Soft drink giant and component of the Dow Jones Industrial Average, The Coca-Cola Company (KO) is one of the eight "Dogs of the Dow" for 2019. The stock closed last week at $47.48, up just 0.3% so far in 2019 and up 14.5% from its low of $41.45 set on May 15, 2018. Shares of Coca-Cola gapped significantly lower following its last earnings report delivered on Feb. 14, and this is when the stock started to stabilize around its 200-day simple moving average, which was $40.11 on Feb. 14. The stock set its 2019 high of $49.94 on Feb. 13.

Analysts expect Coca-Cola to report earnings per share (EPS) of 46 cents when the soft drink giant reports earnings before the opening bell on Tuesday, April 23. The stock has an elevated P/E ratio of 22.72 with a favorable dividend yield of 3.37%, according to Macrotrends.

The company continues to diversify away from sugary sodas. This includes waters, teas, coffees and energy drinks. There are several new flavors of coke targeted to the curious soft drink consumer. The Coke Zero Sugar brand has seen favorable demand in recent quarters. The earnings report released on Feb. 14 ended a six-quarter winning streak in terms of beating EPS estimates.

The daily chart for Coca-Cola

Daily chart showing the share price performance of The Coca-Cola Company (KO)
Refinitiv XENITH

The daily chart for Coca-Cola shows that the stock had been above a "golden cross" from Aug. 13, 2018, to April 4, 2019. A "golden cross" occurs when the 50-day simple moving average moves above the 200-day simple moving average, indicating that higher prices lie ahead. When this signal is in play, the trading strategy is to buy weakness to the 200-day simple moving average, which was tested on Aug. 31 at $44.66, on Oct. 11 at $44.67 and on Feb. 14 at $46.22.

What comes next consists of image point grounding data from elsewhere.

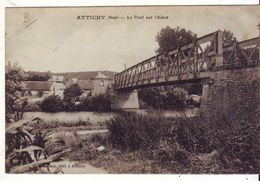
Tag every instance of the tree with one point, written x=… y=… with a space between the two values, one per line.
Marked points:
x=72 y=93
x=170 y=38
x=15 y=102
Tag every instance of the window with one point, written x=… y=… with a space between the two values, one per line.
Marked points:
x=102 y=83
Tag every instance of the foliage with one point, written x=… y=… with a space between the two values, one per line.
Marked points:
x=72 y=93
x=176 y=97
x=33 y=107
x=38 y=76
x=14 y=91
x=170 y=38
x=132 y=131
x=240 y=150
x=101 y=103
x=199 y=145
x=19 y=107
x=86 y=104
x=52 y=103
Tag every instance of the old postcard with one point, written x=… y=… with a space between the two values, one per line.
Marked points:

A positive reaction to earnings on Oct. 30 prompted strength to the all-time intraday high of $50.84 set on Nov. 20. This day was a downside "key reversal," as the close was below the Nov. 19 low of $50.25.

The close of $47.35 on Dec. 31 was an important input to my proprietary analytics, and still on the playing field are a semiannual pivot at $46.28 and an annual risky level at $51.51. The close of $46.86 on March 29 was another key input to my analytics, and this resulted in a monthly pivot at $47.50 and a quarterly risky level at $48.74.

The weekly chart for Coca-Cola

Weekly chart showing the share price performance of The Coca-Cola Company (KO)
Refinitiv XENITH

The weekly chart for Coca Cola is positive, with the stock above its five-week modified moving average at $46.77 and above its 200-week simple moving average, or "reversion to the mean," at $44.21, last tested during the week of June 29, 2018, when the average was $43.13. The 12 x 3 x 3 weekly slow stochastic reading is projected to rise to 40.92 this week, up from 36.14 on April 18.

Trading strategy: Buy Coca-Cola stock on weakness to its semiannual value level at $46.28 and reduce holdings on strength to its quarterly risky level at $48.74 and to its annual risky level at $51.31.

How to use my value levels and risky levels: Value levels and risky levels are based upon the last nine weekly, monthly, quarterly, semiannual and annual closes. The first set of levels was based upon the closes on Dec. 31. The original semiannual and annual levels remain in play. The weekly level changes each week; the monthly level was changed at the end of January, February and March. The quarterly level was changed at the end of March.

My theory is that nine years of volatility between closes are enough to assume that all possible bullish or bearish events for the stock are factored in. To capture share price volatility, investors should buy shares on weakness to a value level and reduce holdings on strength to a risky level. A pivot is a value level or risky level that was violated within its time horizon. Pivots act as magnets that have a high probability of being tested again before their time horizon expires.

Disclosure: The author has no positions in any stocks mentioned and no plans to initiate any positions within the next 72 hours.